Provision your machines

1

For each machine, flash the operating system to the device’s SD card. If you are using the Raspberry PI Imager, you must customize at least the hostname for the next steps to work.

Then run the following commands to download the preinstall script and make the script executable:

wget https://storage.googleapis.com/packages.viam.com/apps/viam-agent/preinstall.sh
chmod 755 preinstall.sh
2

Create a file called viam-defaults.json with the following configuration:

{
  "network_configuration": {
    "manufacturer": "Pollution Monitoring Made Simple",
    "model": "v1",
    "fragment_id": "<FRAGMENT-ID>",
    "hotspot_prefix": "air-quality",
    "hotspot_password": "WeLoveCleanAir123"
  }
}

Replace "<FRAGMENT-ID>" with the fragment ID from your fragment.

3

In Organize your fleet you created several locations. Navigate to one of the locations and create a machine. Select the part status dropdown to the right of your machine’s name on the top of the page.

Click the copy icon next to Machine cloud credentials. Paste the machine cloud credentials into a file on your harddrive called FILE>viam.json.

3

Run the preinstall script

Run the preinstall script without options and it will attempt to auto-detect a mounted root filesystem (or for Raspberry Pi, bootfs) and also automatically determine the architecture.

sudo ./preinstall.sh

Follow the instructions and provide the viam-defaults.json file and the machine cloud credentials file when prompted.

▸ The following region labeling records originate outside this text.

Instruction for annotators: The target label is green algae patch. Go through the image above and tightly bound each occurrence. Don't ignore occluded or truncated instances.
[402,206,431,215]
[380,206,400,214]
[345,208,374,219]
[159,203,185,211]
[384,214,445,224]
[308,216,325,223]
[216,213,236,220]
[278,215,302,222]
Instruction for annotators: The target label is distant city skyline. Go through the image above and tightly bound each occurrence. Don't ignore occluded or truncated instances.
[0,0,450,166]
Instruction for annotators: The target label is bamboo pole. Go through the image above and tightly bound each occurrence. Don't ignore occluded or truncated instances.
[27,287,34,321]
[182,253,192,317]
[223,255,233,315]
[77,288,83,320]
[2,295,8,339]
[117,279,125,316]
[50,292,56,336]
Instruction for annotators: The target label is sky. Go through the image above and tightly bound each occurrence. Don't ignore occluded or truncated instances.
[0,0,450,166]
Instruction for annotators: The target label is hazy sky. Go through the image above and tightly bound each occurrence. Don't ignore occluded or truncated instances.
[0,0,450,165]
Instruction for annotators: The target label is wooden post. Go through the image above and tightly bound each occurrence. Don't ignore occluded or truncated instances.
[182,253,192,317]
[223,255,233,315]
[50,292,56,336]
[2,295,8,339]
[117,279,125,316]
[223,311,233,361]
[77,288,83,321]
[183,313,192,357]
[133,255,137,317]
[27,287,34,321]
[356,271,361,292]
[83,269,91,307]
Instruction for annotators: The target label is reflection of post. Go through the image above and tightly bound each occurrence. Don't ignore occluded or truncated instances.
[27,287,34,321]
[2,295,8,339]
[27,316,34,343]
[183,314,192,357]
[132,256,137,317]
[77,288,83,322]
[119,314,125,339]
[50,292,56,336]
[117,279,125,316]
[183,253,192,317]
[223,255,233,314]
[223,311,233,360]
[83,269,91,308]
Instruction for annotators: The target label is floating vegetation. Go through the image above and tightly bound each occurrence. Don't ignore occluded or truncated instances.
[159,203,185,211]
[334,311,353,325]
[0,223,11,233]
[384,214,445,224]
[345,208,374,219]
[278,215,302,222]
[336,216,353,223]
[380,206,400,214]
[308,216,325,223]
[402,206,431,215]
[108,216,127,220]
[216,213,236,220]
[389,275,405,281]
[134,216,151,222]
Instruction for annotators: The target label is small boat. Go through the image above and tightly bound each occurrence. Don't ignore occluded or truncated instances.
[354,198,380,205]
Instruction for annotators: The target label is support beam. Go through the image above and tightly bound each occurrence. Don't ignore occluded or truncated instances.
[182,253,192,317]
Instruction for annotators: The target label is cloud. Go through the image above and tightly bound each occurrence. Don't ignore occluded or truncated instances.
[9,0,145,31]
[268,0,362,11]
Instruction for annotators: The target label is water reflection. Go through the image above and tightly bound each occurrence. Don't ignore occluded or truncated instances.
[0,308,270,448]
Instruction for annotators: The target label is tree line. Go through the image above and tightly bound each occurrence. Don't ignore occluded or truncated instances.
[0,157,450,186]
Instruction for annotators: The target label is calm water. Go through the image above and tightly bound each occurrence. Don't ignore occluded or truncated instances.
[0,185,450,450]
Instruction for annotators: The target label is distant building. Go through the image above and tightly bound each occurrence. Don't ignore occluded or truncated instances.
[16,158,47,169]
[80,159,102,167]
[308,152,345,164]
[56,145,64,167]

That’s it! Your device is now provisioned and ready for your end user!

Having trouble? See Provisioning for more information and troubleshooting.

Next steps

You can now set up one or more air quality sensors for yourself or others and access them with your dashboard. If you are selling your air quality sensing machines, they can also use your dashboard to view their data.

If you’re wondering what to do next, why not set up a text or email alert when your air quality passes a certain threshold? For instructions on setting up an email alert, see the Monitor Helmet Usage tutorial as an example. For an example of setting up text alerts, see the Detect a Person and Send a Photo tutorial.